As much of the West continues to search for the most effective way to manage their diverse democracies, one thing which has become increasingly clear is that inspiration should not be drawn from the American experiment.
In recent times, some of the most toxic ideologies and worldviews have been fostered and cultivated at American pseudo-intellectual hubs posing as enlightened universities. These institutions have given birth to race and gender ideologies which are fundamentally divorced from reality – but are worryingly being imported by ‘radical progressives’ across the core Anglosphere societies.

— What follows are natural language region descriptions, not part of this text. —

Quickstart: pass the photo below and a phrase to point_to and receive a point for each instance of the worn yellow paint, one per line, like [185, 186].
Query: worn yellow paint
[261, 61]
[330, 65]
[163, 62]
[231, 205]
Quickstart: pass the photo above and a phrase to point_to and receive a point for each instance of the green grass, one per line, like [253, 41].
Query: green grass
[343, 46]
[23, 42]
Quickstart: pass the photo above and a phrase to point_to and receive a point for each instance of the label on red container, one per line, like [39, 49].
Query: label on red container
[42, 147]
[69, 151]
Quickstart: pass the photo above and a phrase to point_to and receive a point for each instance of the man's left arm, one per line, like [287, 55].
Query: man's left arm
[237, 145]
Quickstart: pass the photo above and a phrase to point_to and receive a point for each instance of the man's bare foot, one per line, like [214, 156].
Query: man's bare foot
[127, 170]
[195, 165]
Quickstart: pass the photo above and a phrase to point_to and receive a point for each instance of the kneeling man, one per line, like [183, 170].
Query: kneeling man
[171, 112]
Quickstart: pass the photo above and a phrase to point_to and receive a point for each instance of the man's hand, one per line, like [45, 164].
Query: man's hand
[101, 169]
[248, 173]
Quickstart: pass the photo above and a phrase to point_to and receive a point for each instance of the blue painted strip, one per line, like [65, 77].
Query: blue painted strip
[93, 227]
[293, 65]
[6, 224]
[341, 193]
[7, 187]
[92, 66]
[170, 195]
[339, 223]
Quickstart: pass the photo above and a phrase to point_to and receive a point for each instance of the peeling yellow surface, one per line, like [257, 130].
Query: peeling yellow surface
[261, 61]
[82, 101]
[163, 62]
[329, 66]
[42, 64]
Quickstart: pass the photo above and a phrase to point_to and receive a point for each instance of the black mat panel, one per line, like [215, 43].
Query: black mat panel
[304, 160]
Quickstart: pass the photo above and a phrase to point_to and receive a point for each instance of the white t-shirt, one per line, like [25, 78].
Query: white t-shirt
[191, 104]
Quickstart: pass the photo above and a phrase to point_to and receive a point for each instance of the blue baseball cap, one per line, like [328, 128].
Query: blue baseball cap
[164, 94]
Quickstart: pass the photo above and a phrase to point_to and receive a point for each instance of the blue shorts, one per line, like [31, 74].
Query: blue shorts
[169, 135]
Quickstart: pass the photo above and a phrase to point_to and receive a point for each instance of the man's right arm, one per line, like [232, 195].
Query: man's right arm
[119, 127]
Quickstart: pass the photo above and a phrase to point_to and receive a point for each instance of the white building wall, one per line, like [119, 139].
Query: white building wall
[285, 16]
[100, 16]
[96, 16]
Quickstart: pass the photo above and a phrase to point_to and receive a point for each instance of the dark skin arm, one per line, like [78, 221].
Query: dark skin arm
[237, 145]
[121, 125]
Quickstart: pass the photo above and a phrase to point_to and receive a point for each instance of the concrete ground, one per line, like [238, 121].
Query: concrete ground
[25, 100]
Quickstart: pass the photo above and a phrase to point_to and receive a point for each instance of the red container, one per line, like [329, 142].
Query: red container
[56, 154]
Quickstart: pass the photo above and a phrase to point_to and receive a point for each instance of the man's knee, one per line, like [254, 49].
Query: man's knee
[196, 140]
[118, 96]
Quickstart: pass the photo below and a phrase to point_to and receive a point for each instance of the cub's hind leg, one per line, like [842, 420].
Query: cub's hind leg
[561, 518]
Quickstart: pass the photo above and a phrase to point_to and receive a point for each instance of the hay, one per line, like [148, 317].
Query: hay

While the US spent twenty years of so-called ‘nation building’ in Afghanistan and taking its self-appointed role of being the global policeman up a notch, it further established itself as an international hotspot of family breakdown, bitter race relations and rampant materialism.
In President Donald Trump, the US elected a media personality who suggested that injecting bleach could be a measure to fight Covid and one who fundamentally undermined his own country’s democracy by the way he responded to his defeat in the 2020 presidential election. In President Joe Biden, it elected a man whose mental fitness has been repeatedly called into question – indeed, he is the perfect embodiment of his own nation’s crisis in well-being.
The reality is that the racial tensions, political polarisation, and cultural radicalism of the United States – in an age of international connectedness accelerated by the rise of social media – is a direct threat to the very stability of the English-speaking West.
This American psychosis is a gift for revisionist powers who have welcomed the collapse of US hegemony with open arms; hostile states which are eager to witness greater social fragmentation and political division in the West.
The United States has set itself on a path towards cultural disintegration – and it threatens to take much of the English-speaking West with it.